Friday, June 8, 2012

Lola Versus (2012)


Lola Versus (2012)
Dir. Daryl Wein


3.5 out of 5

Romantic comedies strike a hard bargain with moviegoers. In order to replicate the powerfully insurgent feelings associated with falling in (or out of) love, they lean on a heightened version of reality and, in some cases, require a greater suspension of disbelief than an action movie. Daryl Wein and Zoe Lister-Jones tried to combat the genre's illusory tendencies with meta-commentary in 2009's Breaking Upwards, which dramatized the dissolution of their real-life relationship. Their latest co-scripted feature,
Lola Versus, has a much more conventional structure but it's also about as honest as these types of films get. Essentially a catalog of what works and what doesn't in a variety of human relationships, it affirms that being in love with one's own self is a prerequisite for loving another. That sounds narcissistic, but Wein and Lister-Jones explore the concept without taking themselves too seriously, molding Lola Versus into something with more warmth and sympathy than you might expect.

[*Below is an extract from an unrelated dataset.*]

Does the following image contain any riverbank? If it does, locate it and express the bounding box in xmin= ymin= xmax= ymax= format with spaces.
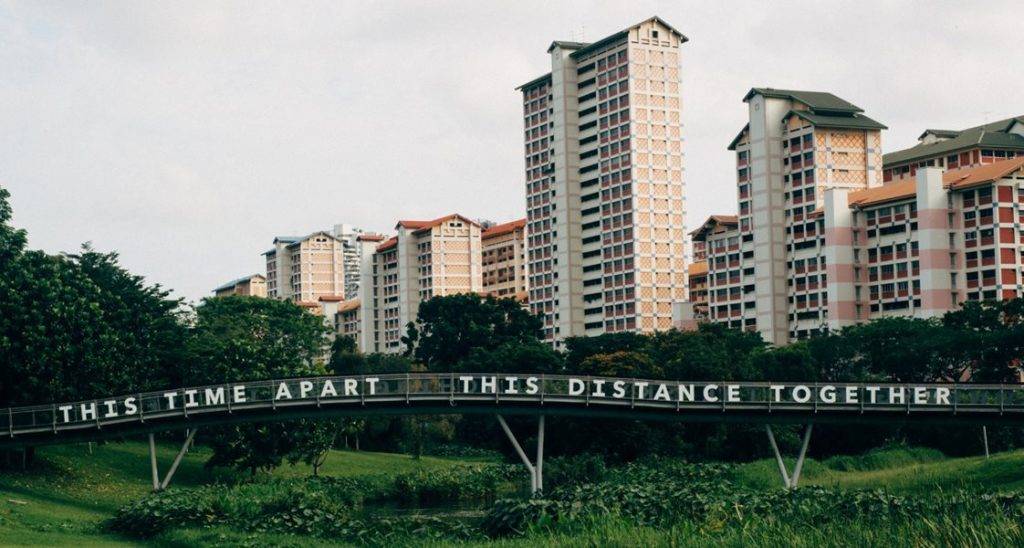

It helps that Lola is played by the luminous Greta Gerwig and her everlasting Cheshire Cat grin. Her smile quickly disappears, however, when her fiancé (Joel Kinnaman) gets cold feet a mere three weeks before their wedding. The jilted bride attempts to pick up the pieces with the help of the ex-couple's mutual buddy (Hamish Linklater) and her flibbertigibbet best girlfriend (Lister-Jones). Despite a discouraging stretch that drops Lola in the shallow end of the dating pool and artificially limits her options (too much time is spent on Lola's dalliance with a skeevy rollerblader), the film evolves into something more believable by focusing on her circle of friends. The polar opposite of chaste sidekicks, these supporting characters are aware of their romantic free agency and act accordingly. And though they are there to help guide Lola's wayward heart, they also point out when she's being unreasonable: trying to strike a difficult balance between unapologetic and selfish, Lola is flawed in ways uncommon to rom-com protagonists.

Wein and Lister-Jones' script has a good sense of the comedy-drama rhythm required to pull off the story. Lister-Jones is given a lot of leeway in turning herself into a quip machine (imagine a mousier version of Chelsea Handler), but her rat-a-tat style is a fine complement to Linklater's more relaxed brand of humor. Gerwig is the glue holding it all together, saving the movie from its wackier impulses with a disarming blend of kewpie sweetness and exhausted candor. The wonderfully frank quality she brings to Lola only makes it seem more disingenuous when she makes one last attempt to get back at her ex-fiancé, but she
ends up in the right place thanks to a well-timed intervention from the rest of the ensemble. It's nice to see these characters pick each other up (in more ways than one) as Lola Versus drifts along with the easy affability that makes it a welcome delight, a charming ode to the marvelously dumb things we'll do on account of our marvelously dumb hearts.